Not coincidentally around the time I started playing for the Fusion, I changed my tactic to simply WORKING HARD. (Who has time to chase inspiration when you have three practices and two workouts every week?)
I used my limited time wisely, focusing on production. I churned out drafts. I revised them. I set regular deadlines for myself to complete stories and regular submission goals. This radically transformed my writing from hobby to career. I didn’t have new, better ideas. I was visited by no muse. I just did the work, one awful, terrible first draft at a time.
The More You Practice, The Luckier You Get
Ok credit where due — this was one I learned in heavy weapons fighting. I don’t remember who said it, one of the knights. After a fight went well, he praised me, and I said, “Oh, I was just lucky.”
With a little smile he said, “I’ve noticed, the more you practice, the luckier you get.”
Here’s the thing about Just Doing The Work … things that seem out of your control, like acceptances, end up happening more. It’s not that you really became more lucky, it’s just that you have put yourself in the situation where that dice roll can happen more often. If 1% of submissions are accepted, well, the quicker I send out one hundred submissions, the quicker I can bank on one acceptance.
The real benefit of practice is building up muscle memory. If you do a rip move 500 times a week, when you get to the game and you’ve got the offensive tackle bull-rushing you, you’ll rip her before you realize you’re doing it. Likewise, if you churn out drafts of stories, you start to get a feel for the shape of stories in general, and that makes your first drafts better, which makes your final drafts more successful.
Focus on what you can do today
You can’t look ahead to that big rival game. You gotta get this week’s game done. Likewise, as a writer, you gotta work on your draft, not plan on the next one. It’s definitely a marathon, not a sprint. Small to-do list items, incremental work, that’s the way forward.
If you’re planning your end zone dance or book release party and the contract isn’t signed or the ball hasn’t been thrown — that can trip you up and keep you from getting there.
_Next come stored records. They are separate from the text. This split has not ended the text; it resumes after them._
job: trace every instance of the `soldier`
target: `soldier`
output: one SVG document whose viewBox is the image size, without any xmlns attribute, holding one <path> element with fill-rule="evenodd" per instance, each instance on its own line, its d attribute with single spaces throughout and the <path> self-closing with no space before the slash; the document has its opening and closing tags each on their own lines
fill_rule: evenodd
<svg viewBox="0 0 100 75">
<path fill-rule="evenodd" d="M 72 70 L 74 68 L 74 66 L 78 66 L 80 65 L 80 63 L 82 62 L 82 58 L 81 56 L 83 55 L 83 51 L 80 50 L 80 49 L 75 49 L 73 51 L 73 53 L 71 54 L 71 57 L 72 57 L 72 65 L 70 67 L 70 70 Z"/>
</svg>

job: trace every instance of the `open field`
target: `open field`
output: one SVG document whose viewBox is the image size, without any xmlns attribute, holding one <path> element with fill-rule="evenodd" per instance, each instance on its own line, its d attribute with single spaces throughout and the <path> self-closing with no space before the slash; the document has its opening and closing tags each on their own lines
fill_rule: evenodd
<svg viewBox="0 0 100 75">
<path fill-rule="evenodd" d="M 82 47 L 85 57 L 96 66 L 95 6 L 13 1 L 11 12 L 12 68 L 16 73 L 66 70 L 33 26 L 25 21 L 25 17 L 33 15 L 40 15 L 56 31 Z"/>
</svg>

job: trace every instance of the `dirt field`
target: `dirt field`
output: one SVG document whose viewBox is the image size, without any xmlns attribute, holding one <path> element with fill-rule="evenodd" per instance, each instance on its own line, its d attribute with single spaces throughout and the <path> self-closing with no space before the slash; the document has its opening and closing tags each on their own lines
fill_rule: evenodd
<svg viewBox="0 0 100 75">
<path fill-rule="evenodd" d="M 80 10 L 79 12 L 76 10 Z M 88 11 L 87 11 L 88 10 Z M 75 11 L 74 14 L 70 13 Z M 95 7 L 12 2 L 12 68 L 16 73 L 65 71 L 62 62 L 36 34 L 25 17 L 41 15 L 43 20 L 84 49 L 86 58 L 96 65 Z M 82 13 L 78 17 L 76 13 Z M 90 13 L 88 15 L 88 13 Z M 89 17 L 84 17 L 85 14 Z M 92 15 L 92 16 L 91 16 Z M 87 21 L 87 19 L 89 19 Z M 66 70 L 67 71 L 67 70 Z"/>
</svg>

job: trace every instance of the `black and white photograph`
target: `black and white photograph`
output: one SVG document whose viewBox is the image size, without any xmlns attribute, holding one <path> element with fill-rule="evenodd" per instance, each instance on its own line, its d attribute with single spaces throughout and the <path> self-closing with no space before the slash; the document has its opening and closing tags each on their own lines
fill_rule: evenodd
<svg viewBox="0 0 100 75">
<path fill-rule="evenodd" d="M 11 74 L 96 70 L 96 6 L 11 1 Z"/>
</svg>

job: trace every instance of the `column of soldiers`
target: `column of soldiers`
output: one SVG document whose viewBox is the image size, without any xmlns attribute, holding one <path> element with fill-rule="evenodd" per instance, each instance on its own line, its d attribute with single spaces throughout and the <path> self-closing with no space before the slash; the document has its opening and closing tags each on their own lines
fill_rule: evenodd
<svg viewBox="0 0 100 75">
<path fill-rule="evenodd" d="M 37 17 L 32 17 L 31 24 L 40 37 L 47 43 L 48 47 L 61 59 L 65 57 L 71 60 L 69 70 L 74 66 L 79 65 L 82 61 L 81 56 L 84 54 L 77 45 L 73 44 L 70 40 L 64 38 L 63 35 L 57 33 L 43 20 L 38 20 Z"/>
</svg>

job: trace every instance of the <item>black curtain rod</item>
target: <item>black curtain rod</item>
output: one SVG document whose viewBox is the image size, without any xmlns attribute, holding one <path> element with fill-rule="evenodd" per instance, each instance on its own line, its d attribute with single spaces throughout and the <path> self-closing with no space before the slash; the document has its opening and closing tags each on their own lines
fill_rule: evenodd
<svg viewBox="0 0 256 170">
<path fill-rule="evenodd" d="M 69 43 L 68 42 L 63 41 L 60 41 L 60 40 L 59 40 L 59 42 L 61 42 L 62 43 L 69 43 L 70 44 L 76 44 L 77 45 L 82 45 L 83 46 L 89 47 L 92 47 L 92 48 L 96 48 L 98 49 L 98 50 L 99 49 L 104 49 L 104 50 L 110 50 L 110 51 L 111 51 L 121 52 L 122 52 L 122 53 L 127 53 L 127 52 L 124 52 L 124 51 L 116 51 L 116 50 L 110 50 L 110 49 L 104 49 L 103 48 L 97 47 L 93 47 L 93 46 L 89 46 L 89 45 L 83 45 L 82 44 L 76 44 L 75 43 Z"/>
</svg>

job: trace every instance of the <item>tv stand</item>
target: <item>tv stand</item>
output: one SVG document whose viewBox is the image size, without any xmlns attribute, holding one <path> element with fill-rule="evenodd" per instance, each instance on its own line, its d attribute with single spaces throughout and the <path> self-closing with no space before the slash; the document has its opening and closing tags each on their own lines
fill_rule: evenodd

Focus on today, on what is in your hands.
Move with intention
When you go to tackle someone and you’re thinking “shit I’m not gonna be able to do this” or you’re holding back because you think this person maybe won’t get the ball … you play soft. You hit soft. You end up on your ass. “Be the hammer, not the nail,” our defense coach was always shouting at us.
When I was a newbie writer — for twenty years — I WROTE soft. I hedged my bets, kept things off-screen because I was afraid the reader would judge me or I didn’t trust my decision in the plot so I kept it vague in the hopes the reader had a better plot in their head. And that stuff does not work. You can’t cover zone and man at the same time – you’re not in the right position, and the play blows by you like you’re not even there. So these stories … the plot couldn’t be more than one thing at the same time, so it was essentially nothing, and I gave the slush readers an easy job rejecting me.
I don’t know how to stress enough how important it is to own your decisions, to let the story be ONE THING. It is a murder mystery or it is a caper or it is an epiphany – whatever you chose, own it.
I used to think that the more aspects I added to the story, the better. It could be a character exploration and a mystery and also have an experimental style and deal with some Big Issue and a new technology — no. I was muddying things, and it killed me in draft after draft. I didn’t trust any one of those things to stand on their own, and so they didn’t. If the quarterback doesn’t trust her receiver, she throws bad passes. If the halfback doesn’t trust the line’s blocking, she makes bad cuts. If you don’t trust your story to be what it was meant to be, you make bad writer decisions.
Ultimately, in writing as in competitive sports, leave it all on the field. No one’s gonna be around to see what you held back.